Reactants and Conditions:
- HBr (Hydrogen bromide)
- CH2 = CH – OCH3 (Methyl vinyl ether)
- Anhydrous conditions (without water)
- Room temperature

Reaction:
The reaction between HBr and CH2 = CH – OCH3 under anhydrous conditions at room temperature leads to the formation of BrCH2– CH2– OCH3.

Explanation:
1. Electrophilic Addition Reaction:
The reaction between HBr and CH2 = CH – OCH3 involves an electrophilic addition reaction mechanism. HBr acts as an electrophile due to the presence of a polar covalent bond between hydrogen and bromine. The double bond in CH2 = CH – OCH3 acts as a nucleophile and attacks the electrophilic hydrogen in HBr.

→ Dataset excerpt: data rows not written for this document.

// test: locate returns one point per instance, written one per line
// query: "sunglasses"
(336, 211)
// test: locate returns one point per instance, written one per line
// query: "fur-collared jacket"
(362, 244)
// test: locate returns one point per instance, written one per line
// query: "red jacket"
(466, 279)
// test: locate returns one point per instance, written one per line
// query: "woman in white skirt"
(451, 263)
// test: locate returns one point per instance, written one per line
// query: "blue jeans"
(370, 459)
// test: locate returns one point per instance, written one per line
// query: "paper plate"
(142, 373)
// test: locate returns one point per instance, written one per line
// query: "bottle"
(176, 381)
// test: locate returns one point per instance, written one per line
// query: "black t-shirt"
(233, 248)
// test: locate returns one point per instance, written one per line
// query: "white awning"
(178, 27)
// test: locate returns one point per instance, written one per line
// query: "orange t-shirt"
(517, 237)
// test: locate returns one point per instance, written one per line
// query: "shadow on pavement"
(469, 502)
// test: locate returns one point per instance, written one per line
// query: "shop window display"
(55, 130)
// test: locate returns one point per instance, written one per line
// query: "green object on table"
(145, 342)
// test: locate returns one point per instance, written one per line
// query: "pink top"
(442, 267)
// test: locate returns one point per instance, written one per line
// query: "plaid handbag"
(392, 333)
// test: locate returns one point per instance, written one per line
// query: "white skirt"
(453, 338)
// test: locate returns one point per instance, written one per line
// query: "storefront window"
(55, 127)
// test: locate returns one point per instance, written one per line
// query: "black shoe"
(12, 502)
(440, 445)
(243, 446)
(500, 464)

2. Formation of Carbocation:
The attack of the double bond on HBr leads to the formation of a carbocation intermediate. The oxygen atom in CH2 = CH – OCH3 donates electron density towards the carbon-carbon double bond, making it more susceptible to attack by the electrophilic hydrogen in HBr. As a result, the hydrogen atom in HBr gets attached to one of the carbon atoms, while the bromine atom gains a positive charge.

3. Nucleophilic Attack:
The bromide ion (Br-) acts as a nucleophile and attacks the carbocation intermediate. The bromide ion, being negatively charged, is attracted towards the positively charged carbon atom. The bromide ion donates its lone pair of electrons to form a bond with the positively charged carbon atom.

4. Formation of Product:
The final product is BrCH2– CH2– OCH3, where the bromine atom is attached to one of the carbon atoms in the double bond, and the oxygen atom remains attached to the other carbon atom. The reaction proceeds via an electrophilic addition mechanism, where the double bond in CH2 = CH – OCH3 is broken, and the bromine atom is added to the carbon atoms.

In conclusion, the correct answer is option 'C' - BrCH2– CH2– OCH3. This is the product formed when HBr reacts with CH2 = CH – OCH3 under anhydrous conditions at room temperature.